The output data from the PRECIS-Caribbean Regional Climate Model were processed using the Microsoft Excel program in order to verify the accuracy of the model, which can be idealized as a simple comparison of the prediction made by the model and the real weather using the years from the base period (1991–2014).
Accuracy = Prediction by the Model − Real Weather
Some of the daily outputs for scenarios A2 and B2 were different from the real values measured by the station (the wind force and relative humidity were lower in the model output and the temperature values were higher than the real temperature). The variables were therefore adjusted to bring them as close as possible to the real value by means of a bimonthly coefficient.
In order to determine whether there were any statistically significant differences between the variables from the model, the corrected variables and those from the station, we decided to carry out the Multiple Sample Comparison procedure, which was designed to compare two or more independent samples of data using the Statgraphics program. The result corroborated the null hypothesis that there are statistically significant differences between the station data and those modelled by PRECIS. Therefore, we decided to determine a coefficient (bimonthly) to adjust the values of the model to bring the values closer to the climatic reality. The graphs and the analyses of the data were prepared using Excel and MatLab.
The coefficient was made by taking the data from the base period of the model and the station. Once the coefficient was determined and the model outputs were adjusted, the new values obtained were submitted to rule out the existence of statistically significant differences. The adjusted values complied with the condition, as they did not present statistically significant differences from those of the station. Therefore, the coefficients were taken to adjust the model values for the 2021–2050 period, so that the prediction that was made as close to the future climate scenario in the area.

3. Results

We now show the results for the base period 1991–2014 of the application of the tropical weather types classification for sun and beach tourism. We then present the results for the period 2021–2050, generated by the PRECIS-Caribbean Regional Climate Model for SRES A2 and B2.

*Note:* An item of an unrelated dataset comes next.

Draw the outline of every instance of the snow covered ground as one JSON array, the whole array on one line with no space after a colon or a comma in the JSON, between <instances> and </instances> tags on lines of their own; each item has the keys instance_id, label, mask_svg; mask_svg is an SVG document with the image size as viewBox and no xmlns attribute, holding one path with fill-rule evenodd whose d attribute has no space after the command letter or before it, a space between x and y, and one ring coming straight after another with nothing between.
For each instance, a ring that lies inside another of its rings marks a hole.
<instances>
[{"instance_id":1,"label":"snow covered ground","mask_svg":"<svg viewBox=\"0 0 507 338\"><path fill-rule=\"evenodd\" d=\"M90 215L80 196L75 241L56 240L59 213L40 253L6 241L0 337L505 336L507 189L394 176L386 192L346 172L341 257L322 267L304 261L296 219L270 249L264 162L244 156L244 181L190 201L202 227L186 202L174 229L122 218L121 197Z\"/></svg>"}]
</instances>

3.1. Classification of the Weather Types in Jardines del Rey (1991–2014)

The results for the base period (Figure 1) show that weather types 1, 2, 3 and 4 predominated in the period November to April. These weather types were also recorded in May and October, although in smaller numbers. Of these four weather types, Type 1 (ideal weather) was the most frequently recorded weather type in the period November to April, with an average of 31% of the days. February was the only month in which there were more days with Type I weather than with Type 7 weather: 37.8% compared to 32.4%, respectively. Of weather Types 2, 3 and 4 (good weather with a relative degree of unpleasantness), the type that appeared most frequently during the period November to April was Type 4, good weather with strong winds.
Type 7 weather, unsuitable for sun and beach tourism, was recorded in every single month of the year. Within the period analysed (1991–2014), 60% of days registered this weather type. The months with the highest numbers of days with Type 7 weather were June, July, August, September and October (between 74.2% and 85.5%), the months classified as “low season” for tourism in Cuba.
The least frequent weather type was Type 5 (relative discomfort due to cool weather), at around 0.5%, with just 48 days in the 24-year analysis period. These cool temperatures were recorded in January, February and December. These are winter months, a period when Cuba is affected by frontal systems. By contrast, Type 6 (relative discomfort due to heat) weather occurred all year round. From June to September, about 6 days a month (20%) were classified as Type 6, and significant percentage levels can also be observed in October and December. These nonideal Type 6 bioclimatic conditions at the Jardines del Rey region in the period June–October, in which there is a relative degree of discomfort due to heat, can combine with other days that are totally unfavourable for sun and beach tourism (Type 7), due to a high degree of heat-related discomfort, strong winds or heavy rain. These factors explain why this period is classified as “low season.”
The distribution of favourable weather types at the Jardines del Rey region over the period 1991–2014 shows a high correlation with the monthly distribution of tourists during the same period (R = 0.92 and R2 = 0.84, a significant correlation given that the p value is less than 0.01) (Figure 2). This finding validates the classification proposed here. When establishing the weather types, the classification takes into consideration the climatic characteristics of the region, the behaviour of tourists based on an analysis of their visits to (Spanish) beaches and bioclimatic criteria.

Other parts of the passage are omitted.